Quiet streets are those with small interventions to block cut-through motor traffic and open up roads for wheelers, walkers, and play, said Emma Court, the council’s walking and cycling officer, at a meeting of the Howth-Malahide Area Committee.
For almost a year, the council has trialled one street in Drynam in Kinsealy, she said. “It has had a huge impact on safety.”
Now, the council feels confident to go back out to Fingallians and ask who wants their street to be up next, she said.
They plan to put that call out in early March, said Court – and scale up the programme across the council area.
The pilot
Residents had nominated Drynam Heath because of concerns about safety, from speeding and rat-running, said Court.
After consultations, the council put in signs, temporary bollards and planters, blocking the cut-through for motor vehicles, while still allowing cyclists and pedestrians, and local residents to drive to their homes.
Court ran through slides showing what happened next. They’ve used drones and sensors to monitor and collect data, she said.
Motor vehicle traffic fell by 70 percent, she said, while the percentage of vehicles speeding dropped from 26 percent to 2 percent, and pedestrian activity increased by 114 percent.
“There was minimal non-local traffic remaining,” she says.
Community feedback has been great and the pilot seems to have been successful, she said – although the final write-up will happen in June and then a decision about its permanency.
But it does already show the value of lower-cost data-led changes, she said.

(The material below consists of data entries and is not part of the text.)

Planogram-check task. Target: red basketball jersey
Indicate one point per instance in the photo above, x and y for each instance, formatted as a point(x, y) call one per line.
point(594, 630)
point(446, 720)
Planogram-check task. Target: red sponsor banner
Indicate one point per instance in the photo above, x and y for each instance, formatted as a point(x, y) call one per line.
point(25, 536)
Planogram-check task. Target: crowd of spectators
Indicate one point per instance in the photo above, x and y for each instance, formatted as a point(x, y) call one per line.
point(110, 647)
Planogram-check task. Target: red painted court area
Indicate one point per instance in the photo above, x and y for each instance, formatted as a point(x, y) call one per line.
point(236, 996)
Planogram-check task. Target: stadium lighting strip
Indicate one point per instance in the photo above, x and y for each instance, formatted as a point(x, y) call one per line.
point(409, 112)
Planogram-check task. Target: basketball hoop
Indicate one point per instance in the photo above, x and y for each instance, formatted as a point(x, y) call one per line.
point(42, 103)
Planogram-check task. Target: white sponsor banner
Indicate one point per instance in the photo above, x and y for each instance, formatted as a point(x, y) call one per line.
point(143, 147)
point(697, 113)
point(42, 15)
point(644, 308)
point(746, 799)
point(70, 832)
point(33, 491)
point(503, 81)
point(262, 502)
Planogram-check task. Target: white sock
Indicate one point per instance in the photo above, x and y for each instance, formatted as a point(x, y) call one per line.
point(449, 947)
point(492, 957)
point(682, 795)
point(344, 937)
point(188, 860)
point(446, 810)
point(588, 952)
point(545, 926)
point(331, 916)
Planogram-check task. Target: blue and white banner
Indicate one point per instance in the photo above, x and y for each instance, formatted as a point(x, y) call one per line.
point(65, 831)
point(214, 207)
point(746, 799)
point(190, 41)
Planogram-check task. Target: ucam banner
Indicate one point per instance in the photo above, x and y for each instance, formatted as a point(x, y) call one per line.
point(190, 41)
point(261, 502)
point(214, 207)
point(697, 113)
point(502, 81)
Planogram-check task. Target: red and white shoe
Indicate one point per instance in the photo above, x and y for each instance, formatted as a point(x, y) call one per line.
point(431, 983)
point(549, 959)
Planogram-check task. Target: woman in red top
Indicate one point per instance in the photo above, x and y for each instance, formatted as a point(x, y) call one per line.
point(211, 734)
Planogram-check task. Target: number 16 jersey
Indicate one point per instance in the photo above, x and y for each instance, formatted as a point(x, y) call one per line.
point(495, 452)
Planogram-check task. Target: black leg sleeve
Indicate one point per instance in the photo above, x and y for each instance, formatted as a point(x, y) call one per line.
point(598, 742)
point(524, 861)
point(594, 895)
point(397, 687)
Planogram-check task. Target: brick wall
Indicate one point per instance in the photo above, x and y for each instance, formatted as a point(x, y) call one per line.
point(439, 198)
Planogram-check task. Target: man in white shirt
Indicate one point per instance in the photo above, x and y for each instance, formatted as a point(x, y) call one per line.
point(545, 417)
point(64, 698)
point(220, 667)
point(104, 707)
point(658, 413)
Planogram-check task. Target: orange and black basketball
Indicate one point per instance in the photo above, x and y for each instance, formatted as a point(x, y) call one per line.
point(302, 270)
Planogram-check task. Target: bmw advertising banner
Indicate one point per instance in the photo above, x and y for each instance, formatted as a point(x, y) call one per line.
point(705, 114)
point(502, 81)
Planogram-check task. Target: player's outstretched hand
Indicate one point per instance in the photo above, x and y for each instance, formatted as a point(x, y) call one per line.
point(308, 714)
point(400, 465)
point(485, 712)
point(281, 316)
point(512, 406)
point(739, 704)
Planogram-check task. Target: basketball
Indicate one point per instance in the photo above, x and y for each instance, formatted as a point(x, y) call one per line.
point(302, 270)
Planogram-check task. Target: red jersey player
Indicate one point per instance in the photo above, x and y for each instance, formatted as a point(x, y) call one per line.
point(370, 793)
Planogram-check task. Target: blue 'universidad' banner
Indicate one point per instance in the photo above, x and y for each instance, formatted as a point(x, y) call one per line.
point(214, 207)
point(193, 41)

And now, they hope to scale up the “quiet streets” project, said Court. They plan to open up nominations for more streets from early March.
Engineers will assess sites that are put forward, they’ll do piles of community engagement, and any selected sites with support will be subject to a 12-month trial, she said.
Measures are reversible if they don’t work and permanent if successful, said Court.
Getting going
Fianna Fáil Councillor Eoghan O’Brien said that his only criticism of quiet streets had been that it wasn’t ambitious.
He remembered more than 50 suggestions flowing in for the single call-out ahead of the pilot, he said – including some from outside Fingal. “Which obviously we can’t do anything with.”
The council can now really start to make major improvements to safety for areas where there is cut-through traffic, he says. “Like that, quality of life.”
Court, the walking and cycling officer, had spoken about the growing confidence among parents in Drynam to let their kids out to play freer range.
O’Brien reminisced.
Most councillors would have grown up playing out on the road during holidays from dawn to dusk but that doesn’t happen much now, said O’Brien. “And the number one reason is the proliferation of cars using our estates.”
Independent Councillor Jimmy Guerin said he thought it was fantastic.
There can be opposition to measures such as safe school zones and the like, he said, but that does seem to soften as people see the success of different programmes.
It shows how important it is for area councillors collectively to support changes, he said. “So keep it up.”
David Healy, the Green Party councillor, said some areas are going to take more discussion than Drynam and be more complicated. But all the data will help loads with that, he said.
Sinéad Murphy, a senior engineer in the Active Travel Department, said that the layers of consultation were important in this, and that the ideas come from residents. “We’re not imposing our ideas on the community.”
At the meeting, O’Brien began to throw out ideas already for where should be next. Burrowfield Road in Sutton, he said – and the roads within Drynam Hall.